Andrea Splendiani wrote:
Hi,
In the context of a data-integration project, I'm doing some
preliminary analysis to see whether it makes sense to use a
triple-store to setup a backend/repository.
I have some experience with Jena, and In know projects making use of
Virtuoso or Sesame.
However, I'm not aware of a review/benchmark of these systems, both
regarding performances and features.
I've seen a few links like:
http://esw.w3.org/topic/LargeTripleStores
or
http://www4.wiwiss.fu-berlin.de/bizer/BerlinSPARQLBenchmark/results/index.html
But I would like to know how these systems scale with large
knowledge-base (load/query).
Here is a rather old one:
http://simile.mit.edu/reports/stores/stores.pdf. A more current report
is: http://www.springerlink.com/content/m14k476lr726x1g2/
I wold also like to get some rough intuition on how much it makes
sense to store data such as sequences and microarray values in them,
and how sparql is usable to query based on these values.

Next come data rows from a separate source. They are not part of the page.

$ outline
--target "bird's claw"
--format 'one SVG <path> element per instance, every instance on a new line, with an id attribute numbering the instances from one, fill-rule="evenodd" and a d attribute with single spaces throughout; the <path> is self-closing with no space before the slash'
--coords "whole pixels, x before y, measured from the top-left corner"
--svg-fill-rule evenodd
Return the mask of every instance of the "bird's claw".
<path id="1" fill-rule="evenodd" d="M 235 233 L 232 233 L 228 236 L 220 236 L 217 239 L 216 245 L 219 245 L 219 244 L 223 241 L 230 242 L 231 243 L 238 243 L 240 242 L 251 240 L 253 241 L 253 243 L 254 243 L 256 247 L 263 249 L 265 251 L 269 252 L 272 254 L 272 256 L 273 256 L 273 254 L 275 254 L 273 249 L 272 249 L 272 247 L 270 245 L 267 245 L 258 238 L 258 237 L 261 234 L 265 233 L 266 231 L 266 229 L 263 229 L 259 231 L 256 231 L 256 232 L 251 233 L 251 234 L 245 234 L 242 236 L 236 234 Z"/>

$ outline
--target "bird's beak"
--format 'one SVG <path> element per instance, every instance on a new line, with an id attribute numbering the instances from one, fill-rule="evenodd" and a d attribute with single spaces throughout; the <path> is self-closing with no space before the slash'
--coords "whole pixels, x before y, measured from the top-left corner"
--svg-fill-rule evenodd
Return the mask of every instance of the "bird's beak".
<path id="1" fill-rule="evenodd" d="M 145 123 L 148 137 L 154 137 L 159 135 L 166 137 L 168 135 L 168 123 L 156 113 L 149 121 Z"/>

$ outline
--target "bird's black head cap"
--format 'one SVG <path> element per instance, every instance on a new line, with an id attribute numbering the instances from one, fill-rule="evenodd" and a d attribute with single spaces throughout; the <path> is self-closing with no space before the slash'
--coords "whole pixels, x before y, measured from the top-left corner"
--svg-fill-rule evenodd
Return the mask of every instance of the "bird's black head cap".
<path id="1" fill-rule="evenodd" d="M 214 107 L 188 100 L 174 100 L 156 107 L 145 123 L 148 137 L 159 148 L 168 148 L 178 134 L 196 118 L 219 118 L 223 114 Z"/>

Is there anyone that can provide me with some good pointers ?
Or is this some area that you think needs more exploration ?
To me, semantic web/ontology has the potential to help facilitate
meta-analysis of microarray data by helping researchers to identify
comparable datasets if the metadata describing the samples/experiments
are richly captured. Using semantic web to represent large tables of
measurement values might be an overkill. Also, it's difficult to compete
with all the commercial and public tools that have already existed for
large-scale microarray data querying and analysis. Just my personal 2 cents.
-Kei
It seems to me that to the question "why did you use this triplestore
?", the usual answer is "I'e tried a few and this worked".
best,
Andrea Splendiani